La Congregazione per il Culto divino e per la Disciplina dei Sacramenti ha ricevuto spesso domande, anche da parte di Vescovi, circa la celebrazione dell'Eucaristia nei gruppi del cosiddetto "cammino neo-catecumenale". Riguardo a ciò, e senza pregiudicare ulteriori interventi, questo Dicastero dichiara quanto segue:
1. Le celebrazioni di gruppi particolari riuniti per una specifica formazione loro propria sono previste nelle Istruzioni "Eucharisticum mysterium", del 25 maggio 1967, nn. 27 e 30 (AAS 59, 1967, 556-557) e "Actio pastoralis", del 15 maggio 1969 (AAS 61, 1969, 806-811).

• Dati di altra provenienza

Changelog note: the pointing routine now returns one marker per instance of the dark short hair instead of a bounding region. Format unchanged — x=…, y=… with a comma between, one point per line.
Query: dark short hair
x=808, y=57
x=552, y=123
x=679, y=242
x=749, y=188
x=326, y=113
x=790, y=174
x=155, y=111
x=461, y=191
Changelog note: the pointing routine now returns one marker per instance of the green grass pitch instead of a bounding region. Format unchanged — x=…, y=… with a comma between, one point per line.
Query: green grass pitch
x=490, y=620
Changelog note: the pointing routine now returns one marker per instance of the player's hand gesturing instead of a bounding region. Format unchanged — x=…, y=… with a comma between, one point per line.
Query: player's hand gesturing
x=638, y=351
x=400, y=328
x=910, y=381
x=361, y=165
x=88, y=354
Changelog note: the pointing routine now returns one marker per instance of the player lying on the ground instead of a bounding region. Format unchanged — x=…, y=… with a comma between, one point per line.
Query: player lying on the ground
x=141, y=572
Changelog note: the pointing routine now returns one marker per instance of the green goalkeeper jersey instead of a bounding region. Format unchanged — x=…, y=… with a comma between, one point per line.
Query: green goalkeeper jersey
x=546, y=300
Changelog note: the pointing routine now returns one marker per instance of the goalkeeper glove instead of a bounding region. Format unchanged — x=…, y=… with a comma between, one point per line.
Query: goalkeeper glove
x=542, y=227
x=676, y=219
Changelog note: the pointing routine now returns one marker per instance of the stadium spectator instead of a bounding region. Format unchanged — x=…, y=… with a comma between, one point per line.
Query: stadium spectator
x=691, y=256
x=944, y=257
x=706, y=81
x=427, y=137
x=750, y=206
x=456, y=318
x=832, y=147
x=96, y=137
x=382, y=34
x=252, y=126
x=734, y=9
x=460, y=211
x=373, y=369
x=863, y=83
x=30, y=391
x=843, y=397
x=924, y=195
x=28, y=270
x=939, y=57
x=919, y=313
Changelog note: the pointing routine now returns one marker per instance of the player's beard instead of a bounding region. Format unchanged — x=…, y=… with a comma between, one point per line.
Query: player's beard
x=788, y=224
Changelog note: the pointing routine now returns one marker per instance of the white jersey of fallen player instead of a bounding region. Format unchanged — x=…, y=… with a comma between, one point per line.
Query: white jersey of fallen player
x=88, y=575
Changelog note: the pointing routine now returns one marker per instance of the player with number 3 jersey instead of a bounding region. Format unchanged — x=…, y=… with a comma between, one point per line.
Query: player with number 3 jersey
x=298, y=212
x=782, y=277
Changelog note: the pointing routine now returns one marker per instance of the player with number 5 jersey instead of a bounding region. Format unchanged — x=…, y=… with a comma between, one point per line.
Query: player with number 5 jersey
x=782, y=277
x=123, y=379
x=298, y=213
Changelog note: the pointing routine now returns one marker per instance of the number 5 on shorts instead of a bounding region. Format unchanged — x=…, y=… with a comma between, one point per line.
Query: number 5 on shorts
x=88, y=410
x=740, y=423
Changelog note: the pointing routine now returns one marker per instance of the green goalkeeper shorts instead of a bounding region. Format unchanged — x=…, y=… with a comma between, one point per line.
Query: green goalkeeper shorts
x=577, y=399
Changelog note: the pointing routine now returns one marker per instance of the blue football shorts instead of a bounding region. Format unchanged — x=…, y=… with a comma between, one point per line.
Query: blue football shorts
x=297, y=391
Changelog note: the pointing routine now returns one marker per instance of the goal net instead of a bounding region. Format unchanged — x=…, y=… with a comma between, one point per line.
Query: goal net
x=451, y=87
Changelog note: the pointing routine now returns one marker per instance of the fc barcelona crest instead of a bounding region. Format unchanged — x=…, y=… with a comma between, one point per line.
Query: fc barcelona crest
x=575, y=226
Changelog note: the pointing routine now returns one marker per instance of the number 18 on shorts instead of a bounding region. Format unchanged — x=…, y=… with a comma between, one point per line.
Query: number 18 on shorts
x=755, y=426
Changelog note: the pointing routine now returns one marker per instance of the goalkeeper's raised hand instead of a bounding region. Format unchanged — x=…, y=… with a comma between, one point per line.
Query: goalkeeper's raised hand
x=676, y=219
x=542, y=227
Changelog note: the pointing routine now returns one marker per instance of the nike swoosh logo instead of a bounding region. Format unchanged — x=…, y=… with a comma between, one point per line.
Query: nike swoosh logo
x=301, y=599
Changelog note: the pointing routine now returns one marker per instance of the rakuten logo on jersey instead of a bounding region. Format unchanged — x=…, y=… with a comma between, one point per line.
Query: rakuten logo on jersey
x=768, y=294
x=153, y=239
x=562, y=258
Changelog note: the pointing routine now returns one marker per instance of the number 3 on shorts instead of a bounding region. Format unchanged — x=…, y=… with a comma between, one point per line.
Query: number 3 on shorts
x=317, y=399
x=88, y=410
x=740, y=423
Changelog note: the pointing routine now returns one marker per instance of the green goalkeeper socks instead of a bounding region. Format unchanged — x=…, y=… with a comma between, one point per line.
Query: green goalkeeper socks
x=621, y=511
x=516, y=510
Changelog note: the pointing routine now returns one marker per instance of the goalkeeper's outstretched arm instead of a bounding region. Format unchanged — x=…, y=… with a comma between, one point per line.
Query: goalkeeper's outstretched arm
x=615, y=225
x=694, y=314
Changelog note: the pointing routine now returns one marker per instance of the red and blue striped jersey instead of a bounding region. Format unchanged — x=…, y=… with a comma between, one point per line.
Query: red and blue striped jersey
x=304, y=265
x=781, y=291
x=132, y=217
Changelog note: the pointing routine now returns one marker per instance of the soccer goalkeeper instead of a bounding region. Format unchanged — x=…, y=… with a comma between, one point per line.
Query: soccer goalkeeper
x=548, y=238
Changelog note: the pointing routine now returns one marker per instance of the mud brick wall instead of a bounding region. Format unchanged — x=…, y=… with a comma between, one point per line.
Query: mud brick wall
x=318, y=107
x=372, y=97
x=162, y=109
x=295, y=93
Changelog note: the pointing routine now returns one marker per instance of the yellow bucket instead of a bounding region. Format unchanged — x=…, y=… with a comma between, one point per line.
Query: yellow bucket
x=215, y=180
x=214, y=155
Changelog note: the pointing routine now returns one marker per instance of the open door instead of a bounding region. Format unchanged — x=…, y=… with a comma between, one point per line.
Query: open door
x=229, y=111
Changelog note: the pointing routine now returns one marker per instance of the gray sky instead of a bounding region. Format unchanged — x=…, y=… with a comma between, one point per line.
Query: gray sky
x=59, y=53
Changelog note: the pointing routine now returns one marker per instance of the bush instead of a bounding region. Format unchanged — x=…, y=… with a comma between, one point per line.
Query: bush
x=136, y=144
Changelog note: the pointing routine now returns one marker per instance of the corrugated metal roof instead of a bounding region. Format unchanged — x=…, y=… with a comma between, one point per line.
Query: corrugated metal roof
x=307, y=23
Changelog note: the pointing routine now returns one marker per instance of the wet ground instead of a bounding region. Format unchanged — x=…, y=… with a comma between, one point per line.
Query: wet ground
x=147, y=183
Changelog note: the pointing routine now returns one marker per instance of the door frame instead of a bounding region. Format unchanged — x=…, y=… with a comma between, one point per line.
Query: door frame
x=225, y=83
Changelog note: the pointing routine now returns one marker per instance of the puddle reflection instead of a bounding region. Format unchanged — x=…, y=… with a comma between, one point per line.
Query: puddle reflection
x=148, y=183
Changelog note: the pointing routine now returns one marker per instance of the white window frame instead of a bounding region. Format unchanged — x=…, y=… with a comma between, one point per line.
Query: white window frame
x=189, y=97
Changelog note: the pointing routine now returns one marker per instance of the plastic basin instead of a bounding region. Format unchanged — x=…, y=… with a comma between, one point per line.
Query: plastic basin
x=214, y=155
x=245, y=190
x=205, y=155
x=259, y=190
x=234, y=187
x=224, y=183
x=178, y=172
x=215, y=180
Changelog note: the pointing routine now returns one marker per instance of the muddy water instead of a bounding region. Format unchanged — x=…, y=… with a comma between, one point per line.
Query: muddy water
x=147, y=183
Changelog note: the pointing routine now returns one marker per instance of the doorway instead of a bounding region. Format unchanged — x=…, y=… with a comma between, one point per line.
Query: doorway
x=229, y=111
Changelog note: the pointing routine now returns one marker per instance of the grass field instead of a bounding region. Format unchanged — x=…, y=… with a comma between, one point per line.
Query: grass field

2. La Congregazione consente che tra gli adattamenti previsti dalla Istruzione "Actio pastoralis", n. 6-11, i gruppi del menzionato "cammino" possano ricevere la comunione sotto le due specie, sempre con pane azzimo, e spostare, "ad experimentum", il rito della pace dopo la preghiera universale.
3. L'Ordinario del luogo dovrà essere informato abitualmente, o "ad casum", del posto e del tempo in cui tali celebrazioni si svolgeranno; esse non potranno essere fatte senza sua autorizzazione.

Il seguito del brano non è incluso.